Le haut-parleur appela les passagers d’une voix aseptisée. Son voisin se précipita sans un regard derrière lui. Elle regarda encore une fois le ballet des monstres de tôle et de technologie. Y avait-il un risque ? La loi des séries ? Un instant, elle envisagea de courir hors de l’aéroport ; elle se retourna vers le couloir qu’elle avait tout à l’heure emprunté. Un flot de voyageurs arrivait. Si eux avaient confiance, pourquoi pas elle ? Et puis, il y avait ses bagages déjà enregistrés. En plus, elle était pressée de rentrer. Elle se leva lourdement et emporta son sac. Une hôtesse souriante attendait au bout du couloir dénudé, elle vérifia ses papiers et Judith se dirigea vers sa place après avoir décliné d’un signe de tête l’offre de service d’un aimable steward blond. Elle avait l’habitude des vols, elle s’installa et chercha à faire le vide au fond d’elle. Peu d’enfants sur ce vol, le frôlement des passagers qui s’installent, leurs murmures, le tout propice à l’introspection. Les minutes lui parurent des heures. Comment réussir à ne penser à rien ? Elle dirigea son esprit vers sa réussite récente. Elle allait négocier serré pour obtenir une promotion. Elle passait en revue pour la dixième fois le nom des entreprises qu’elle pourrait contacter au cas où la sienne mépriserait ses compétences. Elle pesait le pour et le contre de chaque solution, cherchait la meilleure façon de présenter l’alternative à son patron si celui-ci rechignait à la promouvoir… Décidément, pas facile de faire le vide.

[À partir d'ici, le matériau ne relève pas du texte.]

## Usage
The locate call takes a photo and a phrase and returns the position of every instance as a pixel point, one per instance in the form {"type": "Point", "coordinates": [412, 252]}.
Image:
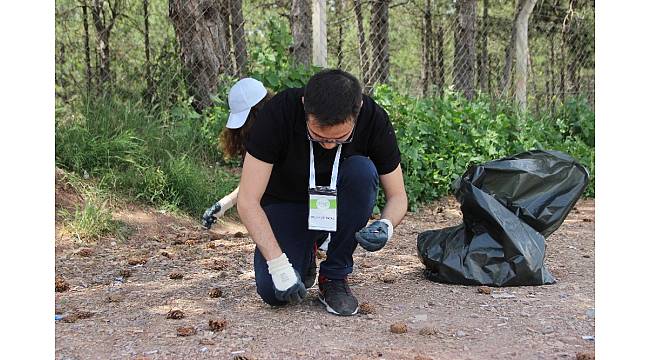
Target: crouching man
{"type": "Point", "coordinates": [314, 160]}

Son voisin s’installa en la saluant en allemand. Celui de la salle d’attente devait se planquer derrière son journal. Elle ne l’avait pas cherché. Elle ne s’intéressait pas aux couards. L’avion était maintenant rempli. L’hôtesse fit sa démonstration habituelle puis annonça un communiqué du commandant de bord.
« Mesdames et messieurs, vous êtes peut-être au courant de l’épouvantable tragédie que notre compagnie vient d’avoir à déplorer. Si le bilan est encore inconnu, notre direction a tenu à vous informer aussitôt des raisons probables de cet accident : le pilote a été atteint d’une grave attaque, vraisemblablement une rupture d’anévrisme, et le second n’a apparemment pas réussi à le remplacer. Nous tenons à vous assurer que nos appareils font l’objet de contrôles plus fréquents que ne l’exige la législation. Je vous souhaite un bon voyage sur notre compagnie. »
Il réitéra son message en français, dans le brouhaha des voix étonnées ou indignées. Deux hôtesses s’approchèrent en discutant à voix basse, Judith comprit une partie de leur conversation et inféra pour deviner le reste. Dietrich, le commandant de bord, semblait s’être disputé avec sa femme avant le départ, cela lui aurait provoqué une attaque cardiaque ou nerveuse, et le second en étant à son deuxième vol, la relève avait connu un problème fatal. Judith espérait que ce commandant de bord était célibataire. Elle espérait aussi qu’il y avait de nombreux survivants. Elle remercia encore une fois dans son for intérieur le taxi Polonais. L’Europe avait parfois du bon.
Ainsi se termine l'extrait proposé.